Lives and works in London

Laure Prouvost uses the irresistible pull of the narrative tradition within film to seduce and entertain the viewer with witty and mesmerizing juxtapositions of text and image.Yet implied storylines are quickly undermined by out-of-context comments and visuals that introduce a surreal dimension to the viewing experience.

It, Heat, Hit (2010) is a work that constructs and propels an inferred story through a fast-moving sequence of written commentary and excerpts of everyday incidents and pictures that have been filmed by the artist. This video is a sensory overload, featuring direct address, on-screen text, fast cuts, surround sound, and narrative disruption – all delivered with mischievous humor. Images, such as a swimming frog or snowy street scene, are followed by statements of love and implied violence. These are inter-cut with strange, disconnected images, such as close-ups of flowers, body parts or food.

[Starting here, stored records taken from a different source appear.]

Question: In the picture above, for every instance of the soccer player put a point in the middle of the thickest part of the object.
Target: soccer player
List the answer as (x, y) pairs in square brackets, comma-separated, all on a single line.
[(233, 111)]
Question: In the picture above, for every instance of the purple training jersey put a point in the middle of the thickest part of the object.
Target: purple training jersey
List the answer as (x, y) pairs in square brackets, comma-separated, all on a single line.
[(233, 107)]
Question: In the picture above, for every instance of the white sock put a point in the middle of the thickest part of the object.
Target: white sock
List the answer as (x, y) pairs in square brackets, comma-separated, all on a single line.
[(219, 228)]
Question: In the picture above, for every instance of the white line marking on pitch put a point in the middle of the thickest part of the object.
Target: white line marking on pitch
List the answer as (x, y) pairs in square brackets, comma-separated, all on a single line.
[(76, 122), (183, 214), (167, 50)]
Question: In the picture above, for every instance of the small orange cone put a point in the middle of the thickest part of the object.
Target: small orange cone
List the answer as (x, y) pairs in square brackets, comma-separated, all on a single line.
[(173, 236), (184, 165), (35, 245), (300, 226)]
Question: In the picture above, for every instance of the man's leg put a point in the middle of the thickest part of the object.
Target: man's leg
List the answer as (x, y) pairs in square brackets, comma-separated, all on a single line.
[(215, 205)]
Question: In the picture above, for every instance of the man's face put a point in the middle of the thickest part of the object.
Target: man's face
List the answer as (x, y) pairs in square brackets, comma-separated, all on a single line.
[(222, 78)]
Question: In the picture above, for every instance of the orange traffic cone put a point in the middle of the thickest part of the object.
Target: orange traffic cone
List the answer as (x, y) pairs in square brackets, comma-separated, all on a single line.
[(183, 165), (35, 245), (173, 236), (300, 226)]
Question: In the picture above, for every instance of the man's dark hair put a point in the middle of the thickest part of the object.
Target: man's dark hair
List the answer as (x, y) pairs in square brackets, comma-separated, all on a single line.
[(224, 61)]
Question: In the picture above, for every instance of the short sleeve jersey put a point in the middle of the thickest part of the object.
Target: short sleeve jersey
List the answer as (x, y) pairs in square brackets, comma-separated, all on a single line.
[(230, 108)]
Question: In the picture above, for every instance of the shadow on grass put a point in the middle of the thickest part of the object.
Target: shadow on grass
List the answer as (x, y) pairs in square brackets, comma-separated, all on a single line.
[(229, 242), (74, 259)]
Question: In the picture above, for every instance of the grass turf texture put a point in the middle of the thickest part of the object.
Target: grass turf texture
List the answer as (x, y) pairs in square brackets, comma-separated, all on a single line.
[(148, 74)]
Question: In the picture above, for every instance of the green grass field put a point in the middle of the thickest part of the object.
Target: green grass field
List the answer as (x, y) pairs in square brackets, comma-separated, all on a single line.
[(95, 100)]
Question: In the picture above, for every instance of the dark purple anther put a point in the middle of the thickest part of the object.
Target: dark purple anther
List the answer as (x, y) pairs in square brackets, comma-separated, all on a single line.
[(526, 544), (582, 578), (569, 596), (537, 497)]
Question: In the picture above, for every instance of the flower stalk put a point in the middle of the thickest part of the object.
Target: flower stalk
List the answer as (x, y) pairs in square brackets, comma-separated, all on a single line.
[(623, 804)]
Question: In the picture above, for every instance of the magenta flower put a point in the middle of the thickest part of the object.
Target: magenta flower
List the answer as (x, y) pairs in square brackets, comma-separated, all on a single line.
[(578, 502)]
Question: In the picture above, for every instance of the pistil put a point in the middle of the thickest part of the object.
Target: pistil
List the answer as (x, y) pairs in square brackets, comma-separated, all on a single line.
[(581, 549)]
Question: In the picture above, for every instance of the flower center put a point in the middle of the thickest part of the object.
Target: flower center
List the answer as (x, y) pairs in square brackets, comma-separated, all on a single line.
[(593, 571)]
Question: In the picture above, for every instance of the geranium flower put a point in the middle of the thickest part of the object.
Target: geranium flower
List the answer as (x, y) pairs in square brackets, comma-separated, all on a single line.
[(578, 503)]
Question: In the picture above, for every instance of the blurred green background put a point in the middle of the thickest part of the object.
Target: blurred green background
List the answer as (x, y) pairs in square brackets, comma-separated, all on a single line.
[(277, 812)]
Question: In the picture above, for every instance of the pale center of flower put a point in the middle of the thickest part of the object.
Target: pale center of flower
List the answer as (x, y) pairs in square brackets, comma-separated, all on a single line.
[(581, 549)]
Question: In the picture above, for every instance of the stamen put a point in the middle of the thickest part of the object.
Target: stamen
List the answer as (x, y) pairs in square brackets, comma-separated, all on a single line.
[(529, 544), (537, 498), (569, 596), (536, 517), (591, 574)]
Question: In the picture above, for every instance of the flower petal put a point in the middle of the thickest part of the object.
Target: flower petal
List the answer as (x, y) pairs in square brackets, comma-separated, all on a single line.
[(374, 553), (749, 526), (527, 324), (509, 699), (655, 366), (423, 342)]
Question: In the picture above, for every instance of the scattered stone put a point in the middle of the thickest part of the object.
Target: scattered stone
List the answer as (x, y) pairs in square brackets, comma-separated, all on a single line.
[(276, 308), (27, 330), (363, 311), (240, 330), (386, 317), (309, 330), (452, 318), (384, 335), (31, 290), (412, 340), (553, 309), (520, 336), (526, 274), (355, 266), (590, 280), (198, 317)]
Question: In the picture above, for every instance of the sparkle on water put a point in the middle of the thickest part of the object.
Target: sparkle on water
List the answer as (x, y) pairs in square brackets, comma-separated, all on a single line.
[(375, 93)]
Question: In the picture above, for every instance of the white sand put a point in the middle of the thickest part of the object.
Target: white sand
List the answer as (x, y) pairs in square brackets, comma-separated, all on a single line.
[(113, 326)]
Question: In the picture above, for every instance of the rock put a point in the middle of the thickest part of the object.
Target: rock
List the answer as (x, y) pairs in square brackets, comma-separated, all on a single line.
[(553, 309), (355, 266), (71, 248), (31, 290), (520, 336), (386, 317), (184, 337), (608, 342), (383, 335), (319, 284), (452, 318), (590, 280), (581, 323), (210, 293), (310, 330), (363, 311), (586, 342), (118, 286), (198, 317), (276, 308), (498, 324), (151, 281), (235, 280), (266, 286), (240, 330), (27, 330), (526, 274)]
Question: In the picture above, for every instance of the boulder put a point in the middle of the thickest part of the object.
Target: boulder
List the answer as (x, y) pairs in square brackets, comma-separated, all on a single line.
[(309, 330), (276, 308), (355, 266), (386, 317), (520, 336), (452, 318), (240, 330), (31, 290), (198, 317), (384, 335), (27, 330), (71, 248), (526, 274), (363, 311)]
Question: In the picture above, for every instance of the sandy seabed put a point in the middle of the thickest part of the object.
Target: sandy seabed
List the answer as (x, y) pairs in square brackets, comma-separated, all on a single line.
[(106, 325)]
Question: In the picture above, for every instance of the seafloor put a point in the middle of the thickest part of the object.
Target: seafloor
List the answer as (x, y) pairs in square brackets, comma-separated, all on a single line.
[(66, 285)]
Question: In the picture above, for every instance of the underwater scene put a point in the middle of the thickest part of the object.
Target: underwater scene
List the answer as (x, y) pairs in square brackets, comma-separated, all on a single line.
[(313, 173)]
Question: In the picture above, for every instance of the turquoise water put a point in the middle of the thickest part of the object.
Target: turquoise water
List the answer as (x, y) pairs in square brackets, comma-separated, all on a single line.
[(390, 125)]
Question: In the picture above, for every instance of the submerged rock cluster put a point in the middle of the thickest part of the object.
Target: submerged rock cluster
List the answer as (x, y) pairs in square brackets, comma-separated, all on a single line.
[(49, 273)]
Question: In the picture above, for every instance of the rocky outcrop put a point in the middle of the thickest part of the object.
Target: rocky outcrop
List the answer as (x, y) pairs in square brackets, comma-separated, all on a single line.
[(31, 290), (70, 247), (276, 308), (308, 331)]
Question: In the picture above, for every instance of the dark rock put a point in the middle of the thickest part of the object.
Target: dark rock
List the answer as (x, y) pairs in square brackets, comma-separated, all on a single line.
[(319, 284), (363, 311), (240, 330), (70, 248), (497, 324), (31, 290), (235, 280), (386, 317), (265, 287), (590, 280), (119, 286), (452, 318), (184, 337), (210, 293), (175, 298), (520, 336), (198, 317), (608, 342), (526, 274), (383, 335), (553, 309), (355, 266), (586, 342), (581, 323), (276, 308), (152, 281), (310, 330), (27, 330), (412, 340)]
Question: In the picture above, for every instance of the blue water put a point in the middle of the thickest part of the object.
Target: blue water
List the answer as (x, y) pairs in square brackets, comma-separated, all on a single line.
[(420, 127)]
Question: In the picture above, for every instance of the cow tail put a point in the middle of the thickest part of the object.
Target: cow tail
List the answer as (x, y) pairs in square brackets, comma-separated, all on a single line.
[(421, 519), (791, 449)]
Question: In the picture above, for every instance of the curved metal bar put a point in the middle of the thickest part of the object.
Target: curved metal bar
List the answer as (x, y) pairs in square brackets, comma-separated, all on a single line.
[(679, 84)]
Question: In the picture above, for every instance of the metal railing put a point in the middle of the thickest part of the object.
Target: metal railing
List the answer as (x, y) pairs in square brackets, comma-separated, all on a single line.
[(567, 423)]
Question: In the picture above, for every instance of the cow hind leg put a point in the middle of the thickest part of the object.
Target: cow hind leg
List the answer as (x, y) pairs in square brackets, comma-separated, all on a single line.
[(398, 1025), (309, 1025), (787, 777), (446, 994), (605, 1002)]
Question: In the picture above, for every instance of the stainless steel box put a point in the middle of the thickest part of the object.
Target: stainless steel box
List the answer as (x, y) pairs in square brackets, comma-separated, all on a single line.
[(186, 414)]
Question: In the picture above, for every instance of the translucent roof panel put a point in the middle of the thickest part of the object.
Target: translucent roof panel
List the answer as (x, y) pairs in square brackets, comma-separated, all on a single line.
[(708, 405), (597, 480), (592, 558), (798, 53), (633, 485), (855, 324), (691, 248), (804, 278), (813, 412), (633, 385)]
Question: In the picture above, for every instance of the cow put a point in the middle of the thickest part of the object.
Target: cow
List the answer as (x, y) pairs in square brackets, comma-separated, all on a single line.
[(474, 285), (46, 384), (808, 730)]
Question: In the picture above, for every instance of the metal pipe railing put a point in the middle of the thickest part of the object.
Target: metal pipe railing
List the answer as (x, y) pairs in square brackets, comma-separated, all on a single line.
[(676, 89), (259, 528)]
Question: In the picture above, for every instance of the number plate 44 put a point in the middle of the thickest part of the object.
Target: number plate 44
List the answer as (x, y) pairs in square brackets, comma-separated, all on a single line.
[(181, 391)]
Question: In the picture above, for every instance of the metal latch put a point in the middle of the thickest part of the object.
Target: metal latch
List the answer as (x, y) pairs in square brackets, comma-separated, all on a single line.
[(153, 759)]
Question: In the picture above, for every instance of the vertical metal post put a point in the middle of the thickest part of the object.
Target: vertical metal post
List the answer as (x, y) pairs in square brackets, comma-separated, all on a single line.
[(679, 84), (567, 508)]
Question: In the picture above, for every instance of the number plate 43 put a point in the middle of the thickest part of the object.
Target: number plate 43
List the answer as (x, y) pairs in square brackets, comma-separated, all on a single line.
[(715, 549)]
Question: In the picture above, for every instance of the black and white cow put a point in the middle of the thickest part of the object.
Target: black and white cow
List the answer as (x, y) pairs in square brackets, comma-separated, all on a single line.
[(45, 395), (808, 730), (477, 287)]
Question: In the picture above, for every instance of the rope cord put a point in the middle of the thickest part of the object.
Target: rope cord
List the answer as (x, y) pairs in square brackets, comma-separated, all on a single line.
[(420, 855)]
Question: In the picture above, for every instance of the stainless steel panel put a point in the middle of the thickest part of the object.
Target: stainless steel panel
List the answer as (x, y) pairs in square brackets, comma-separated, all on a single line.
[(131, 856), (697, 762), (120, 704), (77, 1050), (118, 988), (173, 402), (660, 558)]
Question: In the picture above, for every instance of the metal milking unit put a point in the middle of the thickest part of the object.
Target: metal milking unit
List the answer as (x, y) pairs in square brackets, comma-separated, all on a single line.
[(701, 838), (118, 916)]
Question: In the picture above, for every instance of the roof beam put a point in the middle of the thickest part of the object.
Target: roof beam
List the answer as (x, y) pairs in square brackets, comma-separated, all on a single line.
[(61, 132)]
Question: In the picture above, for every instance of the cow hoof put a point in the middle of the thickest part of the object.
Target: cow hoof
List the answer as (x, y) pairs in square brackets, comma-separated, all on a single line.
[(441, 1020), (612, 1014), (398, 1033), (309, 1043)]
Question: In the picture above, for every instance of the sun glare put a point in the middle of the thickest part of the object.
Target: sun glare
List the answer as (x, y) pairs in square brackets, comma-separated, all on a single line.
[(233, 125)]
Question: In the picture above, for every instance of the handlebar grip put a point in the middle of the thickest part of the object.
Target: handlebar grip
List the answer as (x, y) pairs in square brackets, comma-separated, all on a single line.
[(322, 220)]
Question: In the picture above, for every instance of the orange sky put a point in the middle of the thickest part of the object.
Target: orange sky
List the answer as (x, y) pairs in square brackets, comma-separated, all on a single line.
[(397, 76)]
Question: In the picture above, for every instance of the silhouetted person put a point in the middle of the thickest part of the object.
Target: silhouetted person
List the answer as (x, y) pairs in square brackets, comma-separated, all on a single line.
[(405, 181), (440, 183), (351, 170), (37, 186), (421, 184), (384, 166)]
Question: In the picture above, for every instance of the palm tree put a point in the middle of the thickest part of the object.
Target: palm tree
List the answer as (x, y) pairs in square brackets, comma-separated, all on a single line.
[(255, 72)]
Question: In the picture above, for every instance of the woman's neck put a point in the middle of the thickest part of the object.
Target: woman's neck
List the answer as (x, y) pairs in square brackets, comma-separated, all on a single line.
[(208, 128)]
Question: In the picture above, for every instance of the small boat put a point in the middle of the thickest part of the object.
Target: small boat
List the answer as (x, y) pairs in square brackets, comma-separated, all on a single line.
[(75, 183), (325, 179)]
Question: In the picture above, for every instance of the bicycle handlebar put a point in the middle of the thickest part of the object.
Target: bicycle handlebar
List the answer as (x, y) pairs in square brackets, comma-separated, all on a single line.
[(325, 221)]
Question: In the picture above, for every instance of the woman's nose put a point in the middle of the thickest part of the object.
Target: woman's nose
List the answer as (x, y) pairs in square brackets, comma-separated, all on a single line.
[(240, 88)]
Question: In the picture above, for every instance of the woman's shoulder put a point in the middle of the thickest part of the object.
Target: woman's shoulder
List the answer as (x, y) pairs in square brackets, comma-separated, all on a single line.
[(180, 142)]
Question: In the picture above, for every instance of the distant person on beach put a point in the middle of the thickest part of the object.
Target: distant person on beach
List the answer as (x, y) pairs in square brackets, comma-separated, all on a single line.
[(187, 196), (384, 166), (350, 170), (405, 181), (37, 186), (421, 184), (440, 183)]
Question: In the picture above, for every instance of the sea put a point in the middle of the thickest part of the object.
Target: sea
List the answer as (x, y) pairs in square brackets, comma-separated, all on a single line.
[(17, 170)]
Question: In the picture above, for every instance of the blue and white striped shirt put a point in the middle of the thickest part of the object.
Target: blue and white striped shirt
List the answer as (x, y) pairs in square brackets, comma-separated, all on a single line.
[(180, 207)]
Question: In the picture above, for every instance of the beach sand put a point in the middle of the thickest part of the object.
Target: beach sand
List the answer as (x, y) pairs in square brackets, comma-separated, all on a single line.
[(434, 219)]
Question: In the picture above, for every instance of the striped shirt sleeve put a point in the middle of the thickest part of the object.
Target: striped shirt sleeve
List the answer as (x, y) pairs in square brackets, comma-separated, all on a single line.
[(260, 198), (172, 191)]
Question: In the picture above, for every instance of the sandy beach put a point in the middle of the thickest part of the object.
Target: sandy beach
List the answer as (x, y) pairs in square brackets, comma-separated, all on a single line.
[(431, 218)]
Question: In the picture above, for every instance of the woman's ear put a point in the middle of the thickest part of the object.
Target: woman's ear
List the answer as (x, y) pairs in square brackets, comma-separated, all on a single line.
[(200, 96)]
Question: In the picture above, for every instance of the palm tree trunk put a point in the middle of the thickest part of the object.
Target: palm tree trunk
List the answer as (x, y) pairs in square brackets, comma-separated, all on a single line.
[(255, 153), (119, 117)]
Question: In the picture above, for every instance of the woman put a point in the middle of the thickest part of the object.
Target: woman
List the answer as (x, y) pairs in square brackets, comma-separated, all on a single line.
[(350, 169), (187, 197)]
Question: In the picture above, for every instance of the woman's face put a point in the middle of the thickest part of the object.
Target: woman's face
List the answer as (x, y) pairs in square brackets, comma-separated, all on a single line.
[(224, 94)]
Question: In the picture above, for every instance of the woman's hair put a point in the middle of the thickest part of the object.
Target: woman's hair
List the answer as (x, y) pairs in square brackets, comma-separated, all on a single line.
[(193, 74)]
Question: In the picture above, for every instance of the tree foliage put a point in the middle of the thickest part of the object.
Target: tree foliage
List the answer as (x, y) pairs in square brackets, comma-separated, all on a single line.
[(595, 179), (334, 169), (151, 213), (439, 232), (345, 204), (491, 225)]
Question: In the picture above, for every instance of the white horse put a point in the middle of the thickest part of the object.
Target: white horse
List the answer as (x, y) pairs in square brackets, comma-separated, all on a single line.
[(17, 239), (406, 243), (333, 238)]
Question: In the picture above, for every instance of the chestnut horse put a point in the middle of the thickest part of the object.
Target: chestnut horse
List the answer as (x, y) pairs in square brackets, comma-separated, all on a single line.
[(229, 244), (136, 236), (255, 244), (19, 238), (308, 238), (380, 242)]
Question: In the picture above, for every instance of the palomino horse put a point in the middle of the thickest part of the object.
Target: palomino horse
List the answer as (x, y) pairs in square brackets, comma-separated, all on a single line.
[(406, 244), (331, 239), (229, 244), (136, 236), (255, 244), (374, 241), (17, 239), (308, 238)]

The mood of the film gradually becomes darker and more unsettling, though nothing is stated directly. The growing intensity of the film is reinforced by the oppressive rhythm of a drum which accompanies snatches of music and speech. As with Prouvost's other films, the pace tests the limits of perception and makes it hard to take in every image and comment. Repeated viewing subtly shifts what is understood each time, as Prouvost highlights the slipperiness of meaning and notions of reality.

Prouvost’s object-based works operate not as props, but rather as potential storyboards for her films.  Her “story-lines”, as Prouvost refers to them, are indexes of objects, relics from her cinematic environments that break free of their frames to become “a different kind of 3D film”.

The artist’s black-and-white painted signs play on errors of translation between her native French and English. Personifying descriptions such as “This Sign Did See You Before You Even Looked” or extraordinary invocations such as “Ideally Here Would Be a Whale Slowly Swimming in the Middle of the Room Moving the Air Gently with its Tale” mirror Prouvost’s use of text within film work.

Prouvost lifts film into reality and back again. One work gets lost in another as images are translated into sound pieces, performances, videos, painting and installation, finding ways with which to experience the same story differently.